Sophie Schneideman Rare Books has released a catalogue of The Auchincloss Collection of Fine Printing & Press Books. We suspect there will be several more, as this is Catalogue One: A-D. There are many letters in the alphabet to go. Kenneth Auchincloss was a journalist and eventually Managing Editor of Newsweek magazine for over 20 years. He was also a serious collector. He developed an interest in fine press books while still in secondary school, which led to his developing a large collection in the field, as well as becoming a patron of the fine press. Late in life, he created a tribute to New York which was published by the Grolier Club. Kenneth Auchincloss died in 2003. Here are a few pieces from the first four letters of the alphabet that were part of his collection.
We start with one of the most notable of private presses, the Ashendene Press of Charles Henry St. John Hornby. Item 31 is the oddly and archaically spelled A Treatyse on Fysshynge wyth an Angle. They liked “y's” more back in the 15th century. However, this is not a 15th century edition. It is a 1903 edition, which places it a little more than four centuries after the first. The author was Dame Juliana Berners. At least Dame Berners is who the book is attributed to. No one really knows for sure. Actually, no one even is sure she existed, but someone wrote it so hers is a good name for an author. Whoever it was, she certainly liked to fish. Indeed, one of the woodcuts is of a woman with a fishing pole whom we presume is Dame Berners. Ashendene has taken the originals and reproduced the woodcuts to virtual perfection, so much so that a crack in one of the original woodcuts has been reproduced. The original had come from the press of Wynkyn de Worde (more of those “y's”) and was the first printed book on fysshynge, or fishing. £1,200 (US $1,925).
Speaking of wood blocks, perhaps the greatest such artist ever was Thomas Bewick. Bewick lived from the late 18th to the early 19th century. His woodcuts, fortunately, were numerous. Item 53 is History of the British Birds. Of course along with their history the work is filled with his illustrations.
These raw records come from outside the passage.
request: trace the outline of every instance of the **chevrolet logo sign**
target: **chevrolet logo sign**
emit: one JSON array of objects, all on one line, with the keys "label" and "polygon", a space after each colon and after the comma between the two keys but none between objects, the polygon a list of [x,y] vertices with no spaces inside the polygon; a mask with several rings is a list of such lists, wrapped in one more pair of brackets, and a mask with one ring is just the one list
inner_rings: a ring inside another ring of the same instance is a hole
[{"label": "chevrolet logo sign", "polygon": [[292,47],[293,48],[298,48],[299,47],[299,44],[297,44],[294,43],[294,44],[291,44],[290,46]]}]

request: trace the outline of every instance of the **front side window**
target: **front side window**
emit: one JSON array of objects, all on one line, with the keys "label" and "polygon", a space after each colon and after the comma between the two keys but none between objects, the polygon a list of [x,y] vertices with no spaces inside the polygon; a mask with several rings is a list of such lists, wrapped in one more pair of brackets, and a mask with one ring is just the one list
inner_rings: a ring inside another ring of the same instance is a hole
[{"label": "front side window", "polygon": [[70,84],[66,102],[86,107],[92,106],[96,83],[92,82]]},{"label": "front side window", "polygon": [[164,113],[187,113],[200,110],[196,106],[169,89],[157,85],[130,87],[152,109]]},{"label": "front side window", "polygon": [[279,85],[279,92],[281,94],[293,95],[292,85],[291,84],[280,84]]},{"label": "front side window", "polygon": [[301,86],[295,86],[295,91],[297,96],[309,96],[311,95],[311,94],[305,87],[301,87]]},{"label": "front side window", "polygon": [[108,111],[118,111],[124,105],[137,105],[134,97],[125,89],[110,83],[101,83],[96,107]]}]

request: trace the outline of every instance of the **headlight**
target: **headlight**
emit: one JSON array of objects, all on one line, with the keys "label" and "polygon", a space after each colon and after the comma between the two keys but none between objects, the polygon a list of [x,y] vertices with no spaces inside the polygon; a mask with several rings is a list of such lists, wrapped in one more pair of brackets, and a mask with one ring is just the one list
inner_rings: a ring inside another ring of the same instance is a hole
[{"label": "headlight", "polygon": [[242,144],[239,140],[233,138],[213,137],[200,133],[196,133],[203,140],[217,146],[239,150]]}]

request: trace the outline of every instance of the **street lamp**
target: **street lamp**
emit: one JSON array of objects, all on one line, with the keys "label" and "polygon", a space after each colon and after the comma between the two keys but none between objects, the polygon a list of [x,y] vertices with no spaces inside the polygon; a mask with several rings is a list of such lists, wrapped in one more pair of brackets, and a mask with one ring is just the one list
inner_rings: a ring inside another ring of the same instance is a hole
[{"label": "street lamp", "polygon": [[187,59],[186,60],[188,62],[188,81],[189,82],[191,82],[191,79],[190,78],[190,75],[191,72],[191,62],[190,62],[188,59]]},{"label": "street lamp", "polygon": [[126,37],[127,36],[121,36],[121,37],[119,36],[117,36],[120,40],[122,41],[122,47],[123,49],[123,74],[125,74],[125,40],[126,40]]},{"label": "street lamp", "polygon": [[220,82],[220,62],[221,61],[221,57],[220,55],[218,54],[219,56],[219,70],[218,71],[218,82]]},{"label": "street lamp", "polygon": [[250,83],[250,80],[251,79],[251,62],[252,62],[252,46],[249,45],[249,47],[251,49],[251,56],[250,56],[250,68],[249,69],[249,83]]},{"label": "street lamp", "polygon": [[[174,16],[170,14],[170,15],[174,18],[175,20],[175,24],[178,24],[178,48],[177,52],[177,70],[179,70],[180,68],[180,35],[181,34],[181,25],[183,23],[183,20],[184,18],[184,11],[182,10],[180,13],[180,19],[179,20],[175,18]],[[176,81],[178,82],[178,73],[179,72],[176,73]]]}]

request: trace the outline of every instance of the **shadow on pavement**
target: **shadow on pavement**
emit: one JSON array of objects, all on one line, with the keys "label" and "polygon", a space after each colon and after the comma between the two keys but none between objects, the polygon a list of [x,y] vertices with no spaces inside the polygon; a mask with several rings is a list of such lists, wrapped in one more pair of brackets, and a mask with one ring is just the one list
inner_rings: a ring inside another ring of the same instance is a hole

Bewick was also an ornithologist, which helped in creating accurate representations. This set contains a second edition of volume I along with the first edition of volume II (1804). £650 (US $1,042).
Next we have another Bewick book from nearly two centuries later. Needless to say, there are no autographed copies. Item 57 is Thomas Bewick's Birds, one of 100 sets. It contains 17 engravings of Bewick's birds and amazingly enough, they were just as Bewick intended. Even after all the years, many of Bewick's woodblocks are still around. These 17 were housed at the Newcastle upon Tyne Central Library, and they were taken for a print run around the block in 1997. £320 (US $513).